NTSB Identification: CEN10MA367
Nonscheduled 14 CFR Part 135: Air Taxi & Commuter
Accident occurred Sunday, July 04, 2010 in Alpine, TX
Probable Cause Approval Date: 11/17/2011
Aircraft: CESSNA 421B, registration: N31AS
Injuries: 5 Fatal.

NTSB investigators traveled in support of this investigation and used data obtained from various sources to prepare this aircraft accident report.

The airplane impacted terrain shortly after takeoff. The wreckage distribution was consistent with a high airspeed, low angle-of-attack impact. Examination of the ground scars and wreckage indicated that the landing gear was down, the flaps were down, and the engines were operating at a high power setting at the time of impact. An examination of the airframe, engines, and related systems revealed no mechanical malfunctions or failures. According to the owner’s manual for the airplane, the flaps should have been retracted and the landing gear should have been brought up as soon as a climb profile was established. Based upon the location of the wreckage, the direction of the impact, and the location of the airport, it is likely that the airplane crashed within one or two minutes after takeoff.
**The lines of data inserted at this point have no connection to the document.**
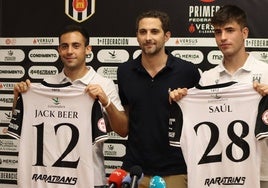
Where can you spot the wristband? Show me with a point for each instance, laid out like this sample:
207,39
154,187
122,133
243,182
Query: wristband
108,104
The extended landing gear and flaps degraded the climb performance of the airplane.

The pilot held an airline transport pilot certificate and had recent night flight experience. Toxicological results were positive for azacyclonol and ibuprofen but were not at levels that would have affected his performance. According to family members, the pilot normally slept from 2230 or 2300 to 0700; the accident occurred at 0015. Although the investigation was unable to determine how long the pilot had been awake before the accident or his sleep schedule in the three days prior to the accident, it is possible that the pilot was fatigued, as the accident occurred at a time when the pilot was normally asleep. The company did not have, and was not required to have guidance or a policy addressing fatigue management.

The National Transportation Safety Board determines the probable cause(s) of this accident to be:

The degraded performance of the airplane due to the pilot not properly setting the flaps and retracting the landing gear after takeoff. Contributing to the accident was the pilot’s fatigue.